The IBIS II trial enrolled 3,864 postmenopausal women considered to be at high risk for breast cancer. High-risk criteria included having two or more blood relatives with breast cancer, having a mother or sister who developed breast cancer before age 50 years, and having a mother or sister who had breast cancer in both breasts. Women were randomly assigned to treatment with anastrozole (n = 1,920) for 5 years or placebo (n = 1,944).

Only a four percentage point difference in compliance was found between treatment arms, with 72% compliance in the placebo arm compared with 68% in the anastrozole arm. In addition to the overall risk reductions, the researchers found risk reductions for women with ductal carcinoma in situ (HR = 0.30) and all invasive cancers (HR = 0.50).

Although researchers were concerned that anastrozole would increase bone fracture rates, safety analyses showed only a small, nonsignificant increase in total number of fractures (8.5% vs 7.7%). Researchers also found a significant 10% increase in musculoskeletal aches and pains (63.9% vs 57.6%), a common reason for drug discontinuation.

“The striking finding is that there were extremely high rates of musculoskeletal pain in the placebo arm,” Cuzick said. “About 90% of aches and pains had nothing to do with the drug.”

Interestingly, patients in the anastrozole arm also had significantly lower rates of other cancers, specifically, lower rates of gastrointestinal cancers (P = .05) and skin cancers (P = .07).

In an editorial comment published with the trial in the Lancet, David A. Cameron, MD, of Edinburgh Cancer Centre, United Kingdom, questioned the strength of the study’s findings. One question always surrounding prevention trials is whether the intervention is preventing “clinically significant, life-threatening breast cancers,” or “early treatment of tumors overdiagnosed by intrinsic screening programs,” he wrote.

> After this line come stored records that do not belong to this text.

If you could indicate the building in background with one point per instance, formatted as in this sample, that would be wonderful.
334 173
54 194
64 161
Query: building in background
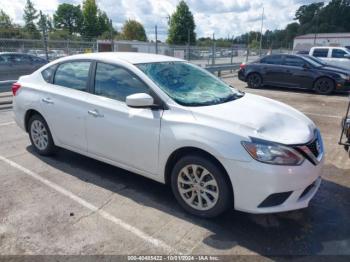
305 42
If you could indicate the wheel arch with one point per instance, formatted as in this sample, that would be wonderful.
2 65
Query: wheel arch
28 115
183 151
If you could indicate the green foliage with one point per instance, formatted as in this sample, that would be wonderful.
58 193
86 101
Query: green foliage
133 30
30 16
181 24
44 23
90 27
5 20
68 17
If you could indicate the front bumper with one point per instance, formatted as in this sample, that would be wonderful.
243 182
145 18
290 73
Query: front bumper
254 182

“The consistent finding of an increased effect of prevention therapy on hormone receptor–positive tumors supports the prediction made by modeling data that pharmacological prevention of breast cancer is actually early treatment of subclinical tumors,” Cameron wrote. “With two-thirds of the anastrozole benefit in screen-detected cancers … the likelihood of an eventual breast cancer mortality benefit seems small.”

Therefore, it may be difficult to convince women to take anti-estrogen therapy for 5 years knowing that there may be little benefit to their overall survival, especially given the toxicity, Cameron wrote.

However, Cuzick supported the drive to educate women that this is an effective way to reduce risk for breast cancer by more than 50%, and added that if toxicities, which are limited, are too much, patients can simply stop treatment.

Cuzick is on the speaker’s bureau for AstraZeneca and his institute has received grant support from AstraZeneca, Sanofi-Aventis, and Cancer Research UK.